Confiance, curiosité et respect ont caractérisé la réception et la discussion de ces « moments » d’activité. Confiance de la part de ceux qui ont accepté de livrer une part parfois intime d’eux-mêmes. Curiosité d’apercevoir, venus « de l’intérieur », des domaines d’activité nouveaux. Respect dans l’écoute de la parole, parfois hésitante, toujours réfléchie de ceux qui ont ainsi tenté de livrer des bribes de leur activité.
Un bilan de ces deux jours reste à faire. Les expériences variées se (co)re(s)pondaient parfois, souvent même, permettant d’affiner la connaissance sur le travail réel et de tirer (subjectivement) quelques « fils rouges ».
Le travail met en jeu, de façon indissociable le corps et l’esprit. Il recèle une part invisible que l’introspection ou la confrontation peuvent faire émerger. Les gestes professionnels portent, plus ou moins explicitement, des dilemmes qui, souvent renvoient à des positionnements en valeurs. Dans leur activité, les travailleurs interprètent les normes, voire les transgressent. Être syndicaliste, représentant du personnel, c’est un travail.

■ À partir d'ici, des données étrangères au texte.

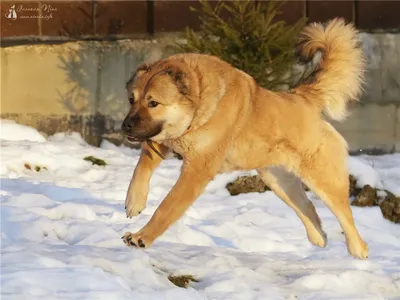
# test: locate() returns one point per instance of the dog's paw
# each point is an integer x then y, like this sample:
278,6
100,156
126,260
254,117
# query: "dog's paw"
137,240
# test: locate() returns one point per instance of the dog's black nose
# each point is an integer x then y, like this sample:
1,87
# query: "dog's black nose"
130,122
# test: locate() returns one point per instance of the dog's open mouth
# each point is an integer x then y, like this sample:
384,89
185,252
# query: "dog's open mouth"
131,138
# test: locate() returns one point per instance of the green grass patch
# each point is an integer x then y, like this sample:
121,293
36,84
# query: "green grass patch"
95,160
182,281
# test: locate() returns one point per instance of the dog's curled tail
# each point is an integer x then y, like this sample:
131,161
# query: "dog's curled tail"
339,77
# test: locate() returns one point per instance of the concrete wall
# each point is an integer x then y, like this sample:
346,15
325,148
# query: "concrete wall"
80,86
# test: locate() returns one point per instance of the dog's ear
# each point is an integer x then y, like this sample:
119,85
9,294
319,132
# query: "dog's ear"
141,69
180,79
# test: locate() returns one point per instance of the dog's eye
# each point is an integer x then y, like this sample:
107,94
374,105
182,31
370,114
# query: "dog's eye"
153,104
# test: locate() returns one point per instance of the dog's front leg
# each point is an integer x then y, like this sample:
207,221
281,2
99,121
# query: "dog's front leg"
194,178
138,189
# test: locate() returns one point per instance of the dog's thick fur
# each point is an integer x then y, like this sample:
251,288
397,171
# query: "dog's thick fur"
219,120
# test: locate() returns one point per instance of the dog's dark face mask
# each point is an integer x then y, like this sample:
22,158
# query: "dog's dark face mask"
139,125
160,104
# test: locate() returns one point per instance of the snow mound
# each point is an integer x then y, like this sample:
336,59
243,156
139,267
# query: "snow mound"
364,173
61,231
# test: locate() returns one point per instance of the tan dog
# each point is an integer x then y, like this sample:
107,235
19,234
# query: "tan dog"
219,120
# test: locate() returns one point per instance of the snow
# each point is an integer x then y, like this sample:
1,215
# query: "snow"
61,232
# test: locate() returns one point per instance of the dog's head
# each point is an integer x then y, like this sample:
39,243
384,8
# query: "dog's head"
161,102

Travailler c’est gérer l’incertitude des situations, se glisser dans les interstices du prescrit, questionner la transmission des savoirs et des savoir faire.
Et après ?
Un bilan à chaud a conduit à constater l’intérêt, voire le plaisir, des présents d’avoir participé à cette « aventure éditoriale orale » qui a permis qu’au lieu de porter la parole des autres, chacun puisse « dire sa propre parole ». Et le souhait que la formule se poursuive, s’élargisse et/ou s’approfondisse. Pour cela des bilans tels que celui-ci doivent être confrontés, et cette première initiative doit être généralisée et/ou approfondie.
En ce qui concerne plus particulièrement le « travail syndical », les contours d’autres manières de faire se dessinent : écouter les salariés, co-construire l’analyse des situations, accompagner les professionnels dans la (re)prise en mains du travail.